RE:Miners ticking down year after yearThe lag on equities is frustrating for sure. However...
1. Miners profits were not what was expected in the past several years - due to inflationary costs (e.g price of oil), political issues, etc. (I would argue that EDV has faired better than most). Increased gold prices have, in many cases, only covered inflationary costs making profits flat.
2. M&A activity at large premiums, has been subdued (holding back valuations on gold equities).
3. Gold equities have been out of favour for coming up to 8 years. Cheap money went into technology stocks. PoG must go first, followed by miners. Big increases will finally get gold equity investor attention. Gold has been out of favour with the masses (especially in NA, where a lot of the $ are still). As Rick Rule says gold = .5% of all invested capital, down from a historicla ave. rate of 1.5 - 2%.
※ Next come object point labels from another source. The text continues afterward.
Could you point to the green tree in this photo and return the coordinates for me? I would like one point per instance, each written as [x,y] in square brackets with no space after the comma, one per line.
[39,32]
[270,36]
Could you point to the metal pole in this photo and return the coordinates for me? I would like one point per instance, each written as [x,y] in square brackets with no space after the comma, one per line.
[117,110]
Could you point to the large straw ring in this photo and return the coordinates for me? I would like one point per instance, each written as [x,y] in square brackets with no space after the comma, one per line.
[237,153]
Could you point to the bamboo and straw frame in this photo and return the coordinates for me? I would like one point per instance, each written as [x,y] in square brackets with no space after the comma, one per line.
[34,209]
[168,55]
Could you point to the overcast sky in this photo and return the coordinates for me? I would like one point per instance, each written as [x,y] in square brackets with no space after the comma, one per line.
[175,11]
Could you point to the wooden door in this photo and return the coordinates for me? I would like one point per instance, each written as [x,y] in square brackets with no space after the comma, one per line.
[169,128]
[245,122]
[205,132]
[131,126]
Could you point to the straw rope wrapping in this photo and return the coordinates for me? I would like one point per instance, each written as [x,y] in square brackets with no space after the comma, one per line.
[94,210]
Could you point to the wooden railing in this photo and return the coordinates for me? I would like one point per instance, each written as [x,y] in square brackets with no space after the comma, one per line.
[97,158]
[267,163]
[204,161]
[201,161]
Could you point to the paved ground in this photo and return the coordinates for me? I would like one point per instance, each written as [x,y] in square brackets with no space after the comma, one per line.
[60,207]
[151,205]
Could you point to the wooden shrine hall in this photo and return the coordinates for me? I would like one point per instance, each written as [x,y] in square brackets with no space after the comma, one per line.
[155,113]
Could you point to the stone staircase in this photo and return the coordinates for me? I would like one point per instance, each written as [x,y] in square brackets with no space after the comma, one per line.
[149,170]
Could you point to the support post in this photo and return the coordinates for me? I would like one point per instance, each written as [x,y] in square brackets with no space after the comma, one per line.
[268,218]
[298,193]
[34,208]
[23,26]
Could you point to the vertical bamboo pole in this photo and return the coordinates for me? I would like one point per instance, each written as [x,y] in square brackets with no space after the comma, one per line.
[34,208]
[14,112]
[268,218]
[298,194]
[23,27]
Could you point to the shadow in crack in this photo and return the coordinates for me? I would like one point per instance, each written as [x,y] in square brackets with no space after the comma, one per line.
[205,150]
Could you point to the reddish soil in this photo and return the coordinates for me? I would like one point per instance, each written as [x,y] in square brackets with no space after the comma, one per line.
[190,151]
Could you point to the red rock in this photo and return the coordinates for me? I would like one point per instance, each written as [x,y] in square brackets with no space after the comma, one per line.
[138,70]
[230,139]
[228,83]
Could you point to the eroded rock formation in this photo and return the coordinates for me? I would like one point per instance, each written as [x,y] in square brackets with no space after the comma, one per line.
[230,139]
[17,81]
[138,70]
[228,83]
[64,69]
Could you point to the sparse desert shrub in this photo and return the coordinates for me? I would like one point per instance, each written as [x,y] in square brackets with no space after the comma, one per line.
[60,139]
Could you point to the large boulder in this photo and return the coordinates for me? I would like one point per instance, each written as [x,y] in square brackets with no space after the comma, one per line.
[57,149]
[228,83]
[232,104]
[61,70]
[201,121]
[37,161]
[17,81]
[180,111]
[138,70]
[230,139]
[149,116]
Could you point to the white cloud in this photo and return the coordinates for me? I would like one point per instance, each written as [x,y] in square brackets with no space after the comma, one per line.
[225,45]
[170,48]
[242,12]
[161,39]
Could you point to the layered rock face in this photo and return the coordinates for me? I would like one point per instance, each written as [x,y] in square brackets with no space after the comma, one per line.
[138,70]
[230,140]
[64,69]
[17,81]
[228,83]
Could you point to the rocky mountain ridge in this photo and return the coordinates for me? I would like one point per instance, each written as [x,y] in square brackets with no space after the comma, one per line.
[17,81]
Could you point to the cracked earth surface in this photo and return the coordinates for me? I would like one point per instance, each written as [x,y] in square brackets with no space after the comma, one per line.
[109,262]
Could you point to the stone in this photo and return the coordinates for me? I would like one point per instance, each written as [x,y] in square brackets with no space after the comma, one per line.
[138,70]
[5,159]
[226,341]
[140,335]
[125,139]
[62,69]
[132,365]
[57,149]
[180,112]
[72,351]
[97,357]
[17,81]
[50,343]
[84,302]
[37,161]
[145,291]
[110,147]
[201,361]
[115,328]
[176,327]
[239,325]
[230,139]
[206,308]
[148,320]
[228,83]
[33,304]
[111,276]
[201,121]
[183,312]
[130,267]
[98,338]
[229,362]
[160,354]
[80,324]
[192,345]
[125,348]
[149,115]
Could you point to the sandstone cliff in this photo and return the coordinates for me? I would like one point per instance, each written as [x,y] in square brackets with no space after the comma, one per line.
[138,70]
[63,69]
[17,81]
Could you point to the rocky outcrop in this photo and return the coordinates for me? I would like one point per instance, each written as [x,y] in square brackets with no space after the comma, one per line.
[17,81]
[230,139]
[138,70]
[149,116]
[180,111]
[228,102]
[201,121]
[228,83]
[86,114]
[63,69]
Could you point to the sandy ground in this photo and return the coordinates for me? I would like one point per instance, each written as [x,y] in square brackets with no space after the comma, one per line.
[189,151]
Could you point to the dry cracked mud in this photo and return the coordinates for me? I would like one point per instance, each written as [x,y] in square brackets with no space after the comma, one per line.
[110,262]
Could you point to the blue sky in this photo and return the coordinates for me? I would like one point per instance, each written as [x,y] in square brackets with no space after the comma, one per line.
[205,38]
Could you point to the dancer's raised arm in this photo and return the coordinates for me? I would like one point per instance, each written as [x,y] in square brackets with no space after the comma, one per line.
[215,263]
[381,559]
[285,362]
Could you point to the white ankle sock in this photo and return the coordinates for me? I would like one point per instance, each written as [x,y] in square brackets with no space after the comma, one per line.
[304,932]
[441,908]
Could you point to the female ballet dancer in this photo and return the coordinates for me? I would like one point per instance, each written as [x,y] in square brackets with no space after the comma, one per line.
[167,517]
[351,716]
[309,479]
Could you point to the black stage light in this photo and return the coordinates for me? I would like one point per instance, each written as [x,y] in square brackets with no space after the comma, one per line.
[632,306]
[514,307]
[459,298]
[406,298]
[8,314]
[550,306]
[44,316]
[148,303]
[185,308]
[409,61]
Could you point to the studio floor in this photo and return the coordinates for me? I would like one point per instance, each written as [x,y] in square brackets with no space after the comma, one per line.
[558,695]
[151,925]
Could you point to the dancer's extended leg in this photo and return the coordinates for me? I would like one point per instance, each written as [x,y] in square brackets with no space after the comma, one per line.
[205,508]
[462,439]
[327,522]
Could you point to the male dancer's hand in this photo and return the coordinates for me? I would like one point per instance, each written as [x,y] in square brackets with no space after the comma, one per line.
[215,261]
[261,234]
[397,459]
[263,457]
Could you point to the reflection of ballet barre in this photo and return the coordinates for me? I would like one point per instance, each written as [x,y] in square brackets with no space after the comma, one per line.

The anecdote to the above 3 factors:
1. If the PoG rises a few hundred $, profits will be explode higher, despite inflaion and real and perceived risks. Price trails earnings & CF. SP for gold equities reflects earnings more than PoG. The next say 10% increase in the PoG, will double, quadruple, 10X, (more?) the bottom lines of well run companies. Increased profitabilty due to lower oil prices are slowly being factored in as well, qtr after qtr.
2. M&A activity will pick up and mid-tier and near producers will garner large premiums again - with higher PoG. Cheaper to acquire than explore and build out mines.
3. The investing public (Joe six-pack) is slowly waking up to currency debasement through excess money printing by CB's and the resultant inflation. Once the masses realize that Gold is one of the few (and best?) ways to preserve purchasing power, there will be a flood of money into gold first, then gold miners (and explorers).